During processing of analysis targets, we check if the file path has a file extension matching a known ZIP compatible format. This check is done using Path.GetExtension. In older, but still in use, versions of .NET, this method will throw an ArgumentException if the path contains any illegal characters anywhere in the path. Since this path is taken from a URL it can contain such characters as the URL and file system illegal character sets are not the same. This PR replaces the call to Path.GetExtension with a new helper method that behaves the same way as newer versions of .NET*

Subsequent processing of the file name does not show any risk of future exceptions. If the file appears to be a ZIP compatible format, the file will be read from disk. But as the file could only have been created if it contains no illegal characters, there is no risk here.
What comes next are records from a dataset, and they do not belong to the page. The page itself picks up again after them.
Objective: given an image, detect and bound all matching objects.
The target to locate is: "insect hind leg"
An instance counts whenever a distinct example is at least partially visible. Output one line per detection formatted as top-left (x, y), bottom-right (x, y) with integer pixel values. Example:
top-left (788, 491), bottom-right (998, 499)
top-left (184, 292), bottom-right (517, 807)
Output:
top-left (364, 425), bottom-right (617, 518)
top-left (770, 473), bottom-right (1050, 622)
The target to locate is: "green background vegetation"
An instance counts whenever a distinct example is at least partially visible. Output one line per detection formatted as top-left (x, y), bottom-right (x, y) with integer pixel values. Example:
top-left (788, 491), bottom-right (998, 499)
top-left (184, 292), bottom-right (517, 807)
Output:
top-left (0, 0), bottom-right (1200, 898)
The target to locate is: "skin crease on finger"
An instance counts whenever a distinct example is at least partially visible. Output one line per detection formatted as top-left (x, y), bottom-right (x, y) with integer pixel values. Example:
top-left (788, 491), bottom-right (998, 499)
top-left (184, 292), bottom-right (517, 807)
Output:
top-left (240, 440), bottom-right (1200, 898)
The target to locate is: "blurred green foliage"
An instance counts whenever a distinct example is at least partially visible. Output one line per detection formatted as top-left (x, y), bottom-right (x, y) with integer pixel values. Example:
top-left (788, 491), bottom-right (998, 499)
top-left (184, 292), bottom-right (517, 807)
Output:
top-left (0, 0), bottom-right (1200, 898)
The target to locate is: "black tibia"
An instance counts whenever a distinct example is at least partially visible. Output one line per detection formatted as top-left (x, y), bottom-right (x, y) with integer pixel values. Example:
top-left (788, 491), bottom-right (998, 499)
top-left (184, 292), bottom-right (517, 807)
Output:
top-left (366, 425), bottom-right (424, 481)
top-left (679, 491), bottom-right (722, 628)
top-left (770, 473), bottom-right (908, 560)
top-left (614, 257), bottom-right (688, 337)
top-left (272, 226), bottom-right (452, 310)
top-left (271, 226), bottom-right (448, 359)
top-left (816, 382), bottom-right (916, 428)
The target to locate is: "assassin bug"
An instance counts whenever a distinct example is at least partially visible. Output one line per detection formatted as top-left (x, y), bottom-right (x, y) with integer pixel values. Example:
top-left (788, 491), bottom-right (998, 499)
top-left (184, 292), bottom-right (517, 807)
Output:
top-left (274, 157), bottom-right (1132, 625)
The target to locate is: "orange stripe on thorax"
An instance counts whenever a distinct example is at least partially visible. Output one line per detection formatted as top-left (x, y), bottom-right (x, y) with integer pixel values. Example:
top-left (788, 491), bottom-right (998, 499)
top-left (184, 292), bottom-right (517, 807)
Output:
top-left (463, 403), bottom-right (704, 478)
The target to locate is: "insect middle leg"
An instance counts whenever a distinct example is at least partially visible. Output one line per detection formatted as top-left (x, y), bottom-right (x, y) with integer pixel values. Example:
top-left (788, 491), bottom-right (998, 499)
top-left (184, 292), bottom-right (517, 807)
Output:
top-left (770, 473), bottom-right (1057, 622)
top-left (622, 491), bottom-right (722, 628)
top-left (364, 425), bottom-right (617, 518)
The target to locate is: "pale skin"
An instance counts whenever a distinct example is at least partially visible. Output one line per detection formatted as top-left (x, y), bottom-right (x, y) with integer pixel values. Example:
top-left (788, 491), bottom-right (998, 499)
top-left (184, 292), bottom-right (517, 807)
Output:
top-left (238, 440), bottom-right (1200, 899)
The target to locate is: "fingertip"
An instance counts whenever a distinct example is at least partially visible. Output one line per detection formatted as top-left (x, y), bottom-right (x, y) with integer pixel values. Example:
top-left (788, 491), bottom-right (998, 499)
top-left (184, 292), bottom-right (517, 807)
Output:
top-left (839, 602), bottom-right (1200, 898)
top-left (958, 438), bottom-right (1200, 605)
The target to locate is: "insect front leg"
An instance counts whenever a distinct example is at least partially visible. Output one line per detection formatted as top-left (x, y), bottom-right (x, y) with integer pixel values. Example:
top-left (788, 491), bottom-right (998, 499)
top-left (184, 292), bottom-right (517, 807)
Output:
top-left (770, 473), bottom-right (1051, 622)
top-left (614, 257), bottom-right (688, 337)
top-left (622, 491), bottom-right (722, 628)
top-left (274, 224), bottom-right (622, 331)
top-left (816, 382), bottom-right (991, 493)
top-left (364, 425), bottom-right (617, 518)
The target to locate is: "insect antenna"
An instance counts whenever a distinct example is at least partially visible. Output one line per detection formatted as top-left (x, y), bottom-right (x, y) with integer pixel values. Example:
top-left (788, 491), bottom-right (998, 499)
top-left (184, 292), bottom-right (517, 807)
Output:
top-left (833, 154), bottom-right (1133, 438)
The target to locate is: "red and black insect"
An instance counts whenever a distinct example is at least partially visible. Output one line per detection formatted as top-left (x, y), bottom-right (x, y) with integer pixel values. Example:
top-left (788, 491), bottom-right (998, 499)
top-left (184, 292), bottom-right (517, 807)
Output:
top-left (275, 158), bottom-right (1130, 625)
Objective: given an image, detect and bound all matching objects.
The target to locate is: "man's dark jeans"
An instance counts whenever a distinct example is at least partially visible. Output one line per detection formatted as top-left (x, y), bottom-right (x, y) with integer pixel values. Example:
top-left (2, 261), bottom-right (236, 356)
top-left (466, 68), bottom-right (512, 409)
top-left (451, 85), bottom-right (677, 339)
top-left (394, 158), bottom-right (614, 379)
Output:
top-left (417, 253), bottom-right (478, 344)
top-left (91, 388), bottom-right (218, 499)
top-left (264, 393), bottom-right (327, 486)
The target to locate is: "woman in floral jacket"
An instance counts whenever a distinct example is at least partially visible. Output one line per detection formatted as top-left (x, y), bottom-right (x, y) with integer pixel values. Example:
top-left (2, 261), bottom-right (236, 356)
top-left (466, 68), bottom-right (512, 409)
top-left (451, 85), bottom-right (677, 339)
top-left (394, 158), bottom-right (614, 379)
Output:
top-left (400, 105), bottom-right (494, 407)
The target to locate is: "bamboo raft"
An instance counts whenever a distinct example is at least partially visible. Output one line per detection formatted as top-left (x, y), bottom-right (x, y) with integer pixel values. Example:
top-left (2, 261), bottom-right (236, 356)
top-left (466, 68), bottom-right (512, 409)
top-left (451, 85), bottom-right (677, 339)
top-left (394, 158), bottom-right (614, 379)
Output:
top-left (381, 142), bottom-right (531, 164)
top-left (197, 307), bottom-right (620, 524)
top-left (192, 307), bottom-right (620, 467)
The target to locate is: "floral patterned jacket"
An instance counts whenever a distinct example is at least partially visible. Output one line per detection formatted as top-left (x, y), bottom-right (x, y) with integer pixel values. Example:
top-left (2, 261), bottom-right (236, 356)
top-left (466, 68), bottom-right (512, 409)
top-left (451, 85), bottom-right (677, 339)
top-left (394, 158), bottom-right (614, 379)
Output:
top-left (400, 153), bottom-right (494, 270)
Regardless of the extension, the file name is only used in logging which does not have character restrictions.

*See: https://learn.microsoft.com/en-us/dotnet/api/system.io.path.getextension?view=net-9.0 -

Exceptions
[ArgumentException](https://learn.microsoft.com/en-us/dotnet/api/system.argumentexception?view=net-9.0)
.NET Framework and .NET Core versions older than 2.1: path contains one or more of the invalid characters defined in [GetInvalidPathChars()](https://learn.microsoft.com/en-us/dotnet/api/system.io.path.getinvalidpathchars?view=net-9.0#system-io-path-getinvalidpathchars).

Comment thread ReleaseHistory.md Outdated
* BUG: Fix error `ERR997.NoValidAnalysisTargets` when scanning symbolic link files.
* BUG: Fix `ERR999.UnhandledEngineException: System.IO.FileNotFoundException: Could not find file` when a file name or directory path contains URL-encoded characters.
* BUG: Fix error `ERR997.NoValidAnalysisTargets` when ambiguous file/directory references are provided to `OrderedFileSpecifier`. Previously, the code required an explicit directory separator to be added to the end of a directory path. Now, the code inspects the file system and assumes that a reference to an existing directory was intended by the user (even without a trailing separator).
* BUG: Fix `ArgumentException` when analysis target URI contains characters that are illegal in the file system.
Copy link
Copy Markdown
Member

Choose a reason for hiding this comment

The reason will be displayed to describe this comment to others. Learn more.

ArgumentException

this release note is insufficient.

{
extension = Path.GetExtension(filePath);
}
catch (ArgumentException)
Copy link
Copy Markdown
Member

Choose a reason for hiding this comment

The reason will be displayed to describe this comment to others. Learn more.

ArgumentException

please find a fix that doesn't require catching an exception. i.e., scan the file path to see whether it contains invalid chars.

Copy link
Copy Markdown
Contributor Author

Choose a reason for hiding this comment

The reason will be displayed to describe this comment to others. Learn more.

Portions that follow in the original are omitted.